Sea of Galilee

The Sea of Galilee is, without doubt, one of the most beautiful places in the Holy Land, and it has changed remarkably little since the days of Jesus. It is, of course, not a sea, but a freshwater lake, and is known by various names in addition to the Sea of Galilee – to modern-day Israelis it is Lake Kinneret.

It lies in the Jordan gorge, 682 feet below the level of the Mediterranean. An irregular oval nearly thirteen miles long, its maximum width, near the northern end, is about seven and a half miles. The lake is enclosed on the east and west by mountains; the former, a uniform wall 2000 feet high sloping steeply to within half a mile of the shore. The lake is fed by several torrents and by hot springs on the north and west, but principally by the Jordan, which enters at the north-east corner and rushes out at the south-western extremity. The depth of the lake nowhere exceeds 150 feet. Its water is sweet and good to drink. Fish are so abundant that catches of 600 pounds are not rare, and in one exceptional season (1896) 9200 pounds of fish were hauled ashore in one huge net. For thousands of years, fishermen have filled their nets in the lake with damselfish, scaleless blennies, catfish, mouthbreeders and barbels. This is the catch that Peter and his brother Andrew harvested when Jesus commanded them to put down their nets on the other side of the boat.

The peaceful calm of the Sea of Galilee can quickly become transformed by a violent storm. Winds funnel through the east-west aligned Galilee hill country and stir up the waters quickly in a half an hour. More violent are the winds that come off the hills of the Golan Heights to the east. Trapped in the basin, the winds can be deadly to fishermen. A storm in March 1992 sent waves 10 feet high crashing into downtown Tiberias and causing significant damage. But in half an hour again the lake is restored to a mirror-like calm. It was during one of these winter storms that Jesus and his disciples were caught out on the lake and the Savior calmed the tempest. It was also here that Jesus walked on the water and, in his excitement at seeing Him, Peter leaped out of the boat, only to sink beneath the waves.

The Sea of Galilee has been called “the cradle of the Gospel”, and no wonder. Jesus preached there to the multitudes, sometimes while standing in one of the fishing boats. In one of His final acts on earth, Jesus appeared at the edge of The Sea of Galilee to his disciples after his resurrection, and ate breakfast with them.
One must marvel at the fact that such a small body of water as The Sea of Galilee should hold such significance to Christians. But it must also be remembered that lake fishermen were simple people — almost childlike. What more appropriate place would one expect the Messiah to collect those He charged to spread His Gospel than the most humble of people?
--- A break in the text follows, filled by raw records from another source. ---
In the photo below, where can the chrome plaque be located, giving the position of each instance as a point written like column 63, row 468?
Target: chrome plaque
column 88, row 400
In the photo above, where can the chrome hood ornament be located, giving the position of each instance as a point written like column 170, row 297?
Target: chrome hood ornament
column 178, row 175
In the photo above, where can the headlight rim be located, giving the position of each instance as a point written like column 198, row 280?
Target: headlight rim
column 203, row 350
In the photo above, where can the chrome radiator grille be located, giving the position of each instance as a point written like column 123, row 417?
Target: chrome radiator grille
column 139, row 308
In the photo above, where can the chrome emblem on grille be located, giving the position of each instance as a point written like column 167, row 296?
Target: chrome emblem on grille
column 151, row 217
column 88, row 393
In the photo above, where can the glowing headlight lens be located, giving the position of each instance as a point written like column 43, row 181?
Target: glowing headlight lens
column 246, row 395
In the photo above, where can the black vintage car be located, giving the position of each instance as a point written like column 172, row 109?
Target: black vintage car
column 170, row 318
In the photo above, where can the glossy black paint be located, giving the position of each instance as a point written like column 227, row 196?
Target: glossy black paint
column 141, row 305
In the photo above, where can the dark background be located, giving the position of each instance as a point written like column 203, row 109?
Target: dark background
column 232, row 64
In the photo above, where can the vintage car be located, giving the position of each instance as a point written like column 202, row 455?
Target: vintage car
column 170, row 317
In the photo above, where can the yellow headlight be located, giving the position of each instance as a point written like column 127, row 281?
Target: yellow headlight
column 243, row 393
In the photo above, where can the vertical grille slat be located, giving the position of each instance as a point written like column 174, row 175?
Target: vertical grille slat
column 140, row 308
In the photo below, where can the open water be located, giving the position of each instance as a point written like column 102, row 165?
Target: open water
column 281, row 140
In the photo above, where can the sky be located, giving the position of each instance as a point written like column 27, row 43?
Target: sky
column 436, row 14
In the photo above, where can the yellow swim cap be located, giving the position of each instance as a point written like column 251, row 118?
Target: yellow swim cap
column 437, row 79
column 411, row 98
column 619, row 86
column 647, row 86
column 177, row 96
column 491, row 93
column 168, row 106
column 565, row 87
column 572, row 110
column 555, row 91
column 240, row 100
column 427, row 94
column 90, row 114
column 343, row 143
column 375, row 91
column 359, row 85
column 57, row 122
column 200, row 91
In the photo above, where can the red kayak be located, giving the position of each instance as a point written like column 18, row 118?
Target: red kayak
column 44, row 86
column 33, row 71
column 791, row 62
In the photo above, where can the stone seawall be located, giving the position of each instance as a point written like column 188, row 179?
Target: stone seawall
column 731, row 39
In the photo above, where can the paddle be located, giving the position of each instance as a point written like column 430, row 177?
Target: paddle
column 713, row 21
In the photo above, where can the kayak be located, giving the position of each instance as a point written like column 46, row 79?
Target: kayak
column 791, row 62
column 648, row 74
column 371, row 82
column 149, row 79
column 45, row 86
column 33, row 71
The Plain of Gennesaret spreads out below the Arbel cliffs. About five miles long and two miles wide, this stretch of land alongside Galilee’s northwest shore was renowned for its fertility. Josephus wrote that it was “wonderful in its characteristics and in its beauty. Thanks to the rich soil there is not a plant that does not flourish there, and the inhabitants grow everything: the air is so temperate that it suits the most diverse species.”

In 1986 a wooden vessel from the first century was discovered near Nof Ginnosaur on the lake’s northwestern shore. Studies have determined the type of wood was used (mainly cedar and oak), the style of construction (mortise and tenon joints), the date (on the basis of construction techniques, pottery and Carbon 14 tests) and the size (26 by 7 feet – big enough for 15 men). This is believed to be the type of boat that Peter would have used. Modern day tour boats are modeled after the remains.